Which is why I mentioned removing the hardback from the seats... which I think went' unnoticed..


----------



## shapiro (Feb 15, 2012)

Aaron'z 2.5RS/WRX said:


> Which is why I mentioned removing the hardback from the seats... which I think went' unnoticed..


I noticed it before and am considering it as an option, just forgot to comment on it. 

Right now I'm leaning towards just going IB. Everyone says the SQ is better with it anyway, and I'm sure having the sub in the cabin is going to make it hit harder than how it is.... win win.


----------



## Victor_inox (Apr 27, 2012)

forgive my ignorance, what is IB?


----------



## shapiro (Feb 15, 2012)

IB=Infinite Baffle. Rather than putting the sub in a box, the idea in this case is using the whole trunk as a box. Because the volume of air is so large it's essentially like mounting the sub in no box... or something like that. Since the rear deck in my car is huge, I would just mount the sub (or subs) there, and make sure the cabin is completely sealed from the trunk... as well as making sure the trunk is sound deadened quite well so it doesn't rattle.


----------



## Victor_inox (Apr 27, 2012)

Cool, thanks, of course I know what infinite baffle is.


----------



## Spyke (Apr 20, 2012)

Yes. You can get some seriously low freq from ib. As long as you don't mind some modification to your interior it's the way to go. Be careful with sunlight on that back deck though. It'll destroy speakers. Maybe some kind of cloth over it or I think you can get uv treated speakers. Just a thought.


----------



## shapiro (Feb 15, 2012)

Spyke said:


> Yes. You can get some seriously low freq from ib. As long as you don't mind some modification to your interior it's the way to go. Be careful with sunlight on that back deck though. It'll destroy speakers. Maybe some kind of cloth over it or I think you can get uv treated speakers. Just a thought.
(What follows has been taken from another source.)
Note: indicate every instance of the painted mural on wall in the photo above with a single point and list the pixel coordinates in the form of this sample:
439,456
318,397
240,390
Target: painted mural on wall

Thanks for the tip. I've been shopping a little for one with UV treating... it looks like all the marine audio subs are UV treated, which might be the way to go, but they are pricey and I can't find one in 15" yet. Would it protect it enough if I just wrapped a piece of cloth under the grilles? 

Anyone have any good suggestions on 15" IB sub? I don't know anything about what to look for with IB yet (haven't really started the research). I have 250W @ 2 Ohms, or if I have to 200W @ 4 Ohms. I would like 1 2 ohm sub if possible to save money, but am willing to get 2 4 ohms if needed.


----------